We eventually met a renowned paediatric neurologist in Chennai. He put Karan at ease, was interactive, did a lot of poking and prodding and gradually grew contemplative towards the end. He recommended a blood test to aid in diagnosis and delivered a nasty shock. We were taken aback when we were told that Karan had Duchenne Muscular Dystrophy (DMD), a rare disease where a protein called dystrophin – essential for proper muscle function – was lower than normal. In other words, he was wheelchair-bound for most of his life, after which he would become bedridden.

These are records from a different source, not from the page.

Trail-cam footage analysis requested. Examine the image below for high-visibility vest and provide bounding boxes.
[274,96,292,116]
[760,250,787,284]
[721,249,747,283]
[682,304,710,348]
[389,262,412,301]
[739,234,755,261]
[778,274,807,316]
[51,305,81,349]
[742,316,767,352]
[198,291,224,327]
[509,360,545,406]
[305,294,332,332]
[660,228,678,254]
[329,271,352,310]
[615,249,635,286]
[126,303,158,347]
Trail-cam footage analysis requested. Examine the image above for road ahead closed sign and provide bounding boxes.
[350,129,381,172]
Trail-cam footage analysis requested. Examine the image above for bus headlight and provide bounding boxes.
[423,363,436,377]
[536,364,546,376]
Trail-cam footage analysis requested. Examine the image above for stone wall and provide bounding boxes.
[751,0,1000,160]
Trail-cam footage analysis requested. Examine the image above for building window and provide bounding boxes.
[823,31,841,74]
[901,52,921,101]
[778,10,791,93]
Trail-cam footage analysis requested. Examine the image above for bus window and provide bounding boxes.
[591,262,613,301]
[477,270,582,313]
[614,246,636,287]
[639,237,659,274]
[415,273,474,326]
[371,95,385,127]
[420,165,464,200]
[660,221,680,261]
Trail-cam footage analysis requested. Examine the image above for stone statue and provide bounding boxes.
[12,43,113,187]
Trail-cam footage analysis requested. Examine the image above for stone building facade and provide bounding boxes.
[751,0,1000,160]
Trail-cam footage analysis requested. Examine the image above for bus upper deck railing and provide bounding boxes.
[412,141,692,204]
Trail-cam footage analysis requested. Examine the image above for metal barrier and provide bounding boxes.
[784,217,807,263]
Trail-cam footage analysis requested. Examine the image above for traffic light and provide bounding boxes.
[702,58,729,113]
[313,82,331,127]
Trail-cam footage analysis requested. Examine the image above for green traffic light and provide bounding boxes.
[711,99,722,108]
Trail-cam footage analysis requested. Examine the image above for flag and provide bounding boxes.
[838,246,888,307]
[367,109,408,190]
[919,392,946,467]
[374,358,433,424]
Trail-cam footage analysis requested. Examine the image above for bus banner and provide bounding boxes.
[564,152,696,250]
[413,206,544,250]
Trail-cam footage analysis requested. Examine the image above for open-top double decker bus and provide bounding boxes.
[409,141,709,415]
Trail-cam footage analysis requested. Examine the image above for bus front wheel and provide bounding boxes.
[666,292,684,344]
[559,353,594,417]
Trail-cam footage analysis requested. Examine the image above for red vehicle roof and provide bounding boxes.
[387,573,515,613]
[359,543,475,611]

What would you do if your child was diagnosed with a condition that that most people haven’t heard of? One that progressively worsens and doesn’t yet, have a cure? For decades the health ministry has been focussed on more prominent diseases like heart diseases, diabetes, cancer, and tuberculosis. They seem to have left behind the 70 million who suffer from 7,000-odd rare diseases, that also need medical treatments and disease management.
Stumbling, falling and breaking in search of hope, we ultimately decided to do it ourselves. The Dystrophy Annihilation Research Trust (DART) was founded after scouring the country in search of help for Karan. We have recruited people qualified to run a research lab, places it could be set up, necessary equipment and chemicals, collaborations with researchers abroad, and more. Non-profits have limitations, with whopping costs for drug-development supported by donations. DART is the first lab in India focusing on muscular dystrophy (MD).
We are a group of skilled professionals working towards achieving a realistic treatment option to alleviate and reverse the dystrophy condition at the genetic level thereby enhancing the quality of life of existing patients. DART hopes to change the course of DMD and, ultimately, to find a cure. The hope and motivation fuelling the initiative is that someday, children with DMD will be free of wheelchairs and restrictions and can play, run and walk like children everywhere do. The long-term goal is to develop a cost-effective treatment, as quickly as possible, to relieve the suffering of DMD children and families alike.
DART also performs a common platform for counselling and support for patients with Muscular Dystrophy and their families, as well as to create awareness of the available treatments, and drug trials. Last but not least, DART also facilitate research into alleviating the scourge of muscular dystrophy.
The author is President of the Dystrophy Annihilation Research Trust (DART).